Parliament Ends

Last week was the final session for Parliament before the elections on November 8th. During the session last week, MPs who were retiring gave their farewell speeches. One well-known National MP, Katherine Rich, decided to retire from Parliament as she has a young family and wants to spend more time with her children.

A number of Labour MPs are leaving, including Margaret Wilson, the Speaker of the House. It is her job to keep control of the MPs in the House of Parliament. It has been a difficult job for her trying to stop some MPs from shouting at each other and calling each other names. She is going back to a job as a professor of law at the University of Waikato.

Another well-known Labour MP is Steve Maharey. He has been in parliament for 18 years and during that time has had many ministerial positions such as Minister of Education. He too is going back to a university position, but this time as Vice-Chancellor of Massey University. The Vice-Chancellor is the number 1 person at a university.

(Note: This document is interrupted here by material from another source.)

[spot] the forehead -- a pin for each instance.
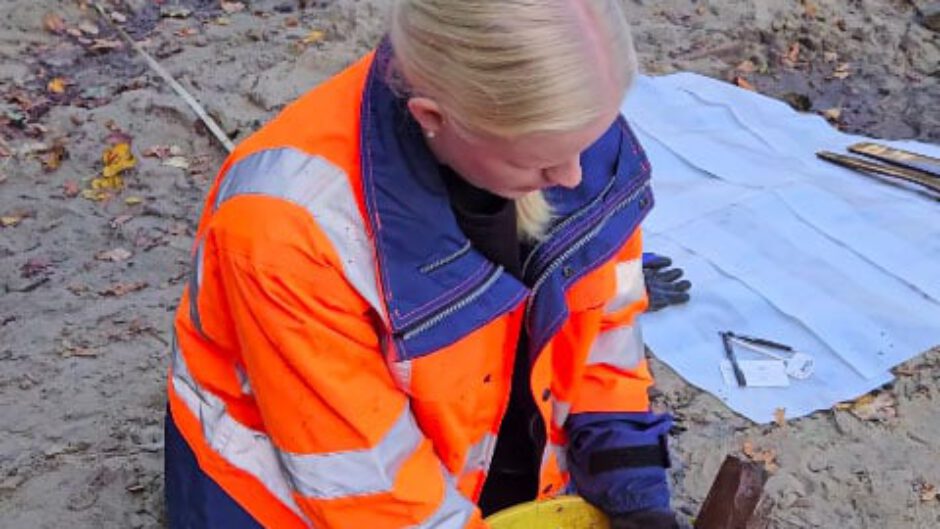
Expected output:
(546, 149)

This Labour government is now finished and MPs will spend the next 6 weeks getting ready for the elections. They will hold public meetings, knock on doors to talk to people at home and travel around their electorate to try to persuade people to vote for them. Both Helen Clark and John Key will travel around the whole country.

If you are 18 or over, if you are a New Zealand citizen or permanent resident and have lived in New Zealand for one year or more, you can vote. Have you registered to vote? This is compulsory. You can get a form at any PostShop. If you register by October 8th, you will get an EasyVote card in the mail which you take with you when you vote.

Remember, you have two votes, one for the person and one for party. There are two main parties, Labour and National, but also several small parties such as the Greens, the Maori Party, New Zealand First and United Future. Your vote is important. It shows you believe in a democracy. Read about the parties, talk to your candidate, listen to the leaders speaking on TV or at a public meeting.